Removing HierarchicalSubject based upon the final keyword

Started by StarGeek, March 30, 2016, 06:05:52 PM

Previous topic - Next topic

StarGeek

A few weeks back I trapped myself into a more complex command than what was needed.  This is about the original command that trapped me and I'm interested to see if anyone can figure out a simpler way.

The command is designed to remove an item from Keywords, Subject, and HierarchicalSubject.  I use it with a text replacement program and the %c is replaced with whatever text is in the clipboard.

exiftool -P -overwrite_original -keywords-="%c" -subject-="%c" -sep "##" "-HierarchicalSubject<${HierarchicalSubject;my $needle=quotemeta('%c');$_= join('##',grep(!/(^|\|)${needle}$/, split/##/))}"

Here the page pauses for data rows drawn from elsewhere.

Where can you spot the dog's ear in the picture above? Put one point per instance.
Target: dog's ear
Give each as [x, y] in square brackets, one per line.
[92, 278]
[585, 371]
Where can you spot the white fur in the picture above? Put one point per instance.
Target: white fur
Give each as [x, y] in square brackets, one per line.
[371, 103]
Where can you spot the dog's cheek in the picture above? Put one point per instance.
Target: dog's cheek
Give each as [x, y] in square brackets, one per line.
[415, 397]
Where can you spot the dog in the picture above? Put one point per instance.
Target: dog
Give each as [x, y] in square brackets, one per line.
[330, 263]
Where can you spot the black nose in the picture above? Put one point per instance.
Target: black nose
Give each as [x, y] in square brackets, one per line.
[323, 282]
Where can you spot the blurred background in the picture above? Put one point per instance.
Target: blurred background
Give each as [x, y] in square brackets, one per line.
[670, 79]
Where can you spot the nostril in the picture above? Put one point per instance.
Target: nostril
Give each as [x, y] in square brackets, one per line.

I tried for a long time to remove a HierarchicalSubject item with regex but I couldn't come up with a useful expression.  It would always remove more than I wanted or leave trailing or leading separators.

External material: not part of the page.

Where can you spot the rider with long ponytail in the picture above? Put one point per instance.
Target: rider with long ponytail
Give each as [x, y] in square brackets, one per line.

Currently, there are two problems.  First is if there are double or single quotes in the keyword which break the command under Windows.  Those keywords would require more explicit commands.  It's not too big of a problem for me as I rarely use double quotes in keywords and that just leaves single quotes. 

Second, it'll rewrite the HierarchicalSubject even if it doesn't need to be rewritten.  There are only two fixes I can think of for this right now.  One would be to split it into two with an -execute after the keyword and subject removal and use an -if to try and limit the command to only matching HierarchicalSubjects.  But that gets blocked by keywords with regex meta characters like dots and slashes and requires two passes through the files.  The other would be to expand upon the HierarchicalSubject code by saving the current HierarchicalSubject and checking to see if there was any change.  That makes things more complex, but might be the better solution, changing it to something like "-HierarchicalSubject<${HierarchicalSubject;my $orig=$_;my $needle=quotemeta('%c');$_= join('##',grep(!/(^|\|)${needle}$/, split/##/));$_=undef if ($orig eq $_)}".  I'm just thinking that through right now and haven't significantly tested it, though it seems to work.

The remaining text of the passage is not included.